The NCI building is “going to be a good thing,” she said.
Still, “we need to keep our history alive, too,” said Farris. “We don’t want that to get lost.”
A section in the building will be devoted to the block’s history, NCI officials have said, although they have not yet decided what will be featured.
The Rev. Thurman Echols, pastor of Moral Hill Missionary Baptist Church and co-chairman of the capital campaign, said there have been “lines of division” between segments of the community at times. He did not elaborate.
“I think this project will bring this community closer together,” Echols said, referring to the building.
“If all of us in this community do what we can” to help pay for it, he added, “it can be a beacon of hope” for other economically depressed communities by showing how people can work together to achieve positive change.
The Baldwin Block is “a very, very special place in the city,” said Debbie Lewis, development officer for the New College Foundation, NCI’s private fundraising arm.
In addition to housing educational programs, the new building is to be home to the Martinsville-Henry County Economic Development Corp.
By using it as “an educational hub” and to promote economic development, the block will be “a place to create hope for a prosperous future,” Lewis said.
NCI opened six years ago. Funded by the state and The Harvest Foundation, the institute offers local access to courses needed to earn degrees and other credentials in high-demand career fields from various universities statewide.
Henry County Administrator Tim Hall was in NCI’s first graduating class, having earned a master’s degree in business administration from Averett University.

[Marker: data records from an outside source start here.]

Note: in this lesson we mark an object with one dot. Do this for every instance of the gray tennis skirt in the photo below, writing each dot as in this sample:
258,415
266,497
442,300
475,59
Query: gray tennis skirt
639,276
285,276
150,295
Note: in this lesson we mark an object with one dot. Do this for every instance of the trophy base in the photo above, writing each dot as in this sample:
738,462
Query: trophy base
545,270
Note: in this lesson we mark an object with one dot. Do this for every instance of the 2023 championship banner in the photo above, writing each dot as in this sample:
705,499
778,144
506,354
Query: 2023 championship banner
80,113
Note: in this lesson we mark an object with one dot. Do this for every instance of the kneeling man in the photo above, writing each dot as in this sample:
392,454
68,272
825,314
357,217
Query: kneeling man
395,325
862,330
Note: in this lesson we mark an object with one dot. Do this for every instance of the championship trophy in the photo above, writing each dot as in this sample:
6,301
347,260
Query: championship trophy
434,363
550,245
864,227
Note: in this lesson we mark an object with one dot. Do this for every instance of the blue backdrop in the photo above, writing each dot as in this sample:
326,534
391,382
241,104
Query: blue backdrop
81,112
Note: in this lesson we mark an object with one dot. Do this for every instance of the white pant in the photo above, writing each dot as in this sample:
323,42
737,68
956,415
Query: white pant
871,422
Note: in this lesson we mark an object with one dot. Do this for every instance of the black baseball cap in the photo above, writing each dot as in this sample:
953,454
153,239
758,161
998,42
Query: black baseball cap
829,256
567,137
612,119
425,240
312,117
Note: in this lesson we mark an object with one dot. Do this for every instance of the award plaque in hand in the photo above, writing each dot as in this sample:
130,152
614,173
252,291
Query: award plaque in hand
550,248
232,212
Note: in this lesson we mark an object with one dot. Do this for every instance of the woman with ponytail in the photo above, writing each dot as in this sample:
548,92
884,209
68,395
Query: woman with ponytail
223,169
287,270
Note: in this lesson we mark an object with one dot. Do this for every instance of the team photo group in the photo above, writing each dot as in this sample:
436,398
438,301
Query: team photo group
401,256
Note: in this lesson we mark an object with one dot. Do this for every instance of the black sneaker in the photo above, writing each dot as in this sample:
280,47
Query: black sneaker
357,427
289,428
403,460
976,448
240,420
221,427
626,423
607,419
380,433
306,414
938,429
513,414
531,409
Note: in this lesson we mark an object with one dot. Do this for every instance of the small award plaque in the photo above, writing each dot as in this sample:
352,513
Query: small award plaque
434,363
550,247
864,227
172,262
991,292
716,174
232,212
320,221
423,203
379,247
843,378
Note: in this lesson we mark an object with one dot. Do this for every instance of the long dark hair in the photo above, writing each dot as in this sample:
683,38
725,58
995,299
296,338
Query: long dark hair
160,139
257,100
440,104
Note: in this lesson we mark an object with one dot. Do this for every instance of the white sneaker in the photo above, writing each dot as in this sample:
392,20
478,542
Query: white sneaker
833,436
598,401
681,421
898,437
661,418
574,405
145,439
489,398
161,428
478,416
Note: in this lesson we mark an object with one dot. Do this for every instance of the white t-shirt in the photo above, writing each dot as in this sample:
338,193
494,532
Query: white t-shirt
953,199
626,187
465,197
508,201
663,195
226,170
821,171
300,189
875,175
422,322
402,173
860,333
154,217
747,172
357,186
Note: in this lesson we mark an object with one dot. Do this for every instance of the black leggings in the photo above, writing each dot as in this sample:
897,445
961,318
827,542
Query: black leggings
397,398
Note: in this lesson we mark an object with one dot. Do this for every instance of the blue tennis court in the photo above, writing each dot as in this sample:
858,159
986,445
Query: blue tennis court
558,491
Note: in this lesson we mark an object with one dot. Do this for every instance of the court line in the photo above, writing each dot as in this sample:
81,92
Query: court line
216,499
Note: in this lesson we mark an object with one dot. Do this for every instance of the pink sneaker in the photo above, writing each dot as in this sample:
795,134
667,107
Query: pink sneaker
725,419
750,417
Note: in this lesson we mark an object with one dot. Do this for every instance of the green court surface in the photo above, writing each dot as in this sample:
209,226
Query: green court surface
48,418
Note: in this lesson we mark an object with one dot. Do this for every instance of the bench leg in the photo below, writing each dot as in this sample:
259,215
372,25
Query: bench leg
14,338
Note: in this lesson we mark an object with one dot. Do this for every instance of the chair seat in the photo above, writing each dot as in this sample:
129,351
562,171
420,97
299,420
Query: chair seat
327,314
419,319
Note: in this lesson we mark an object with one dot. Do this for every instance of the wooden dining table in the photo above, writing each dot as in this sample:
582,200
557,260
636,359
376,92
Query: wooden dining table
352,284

He did not want to leave the area to go to a university.
Hall recently was promoted to county administrator. He said that he and others in his class now “have more responsibility and higher jobs ... due to what NCI did for us.”
With educational programs that the new building is to enable NCI to have, “opportunities are limitless” for people to improve their education and their lives — if they take advantage of the opportunities, he said.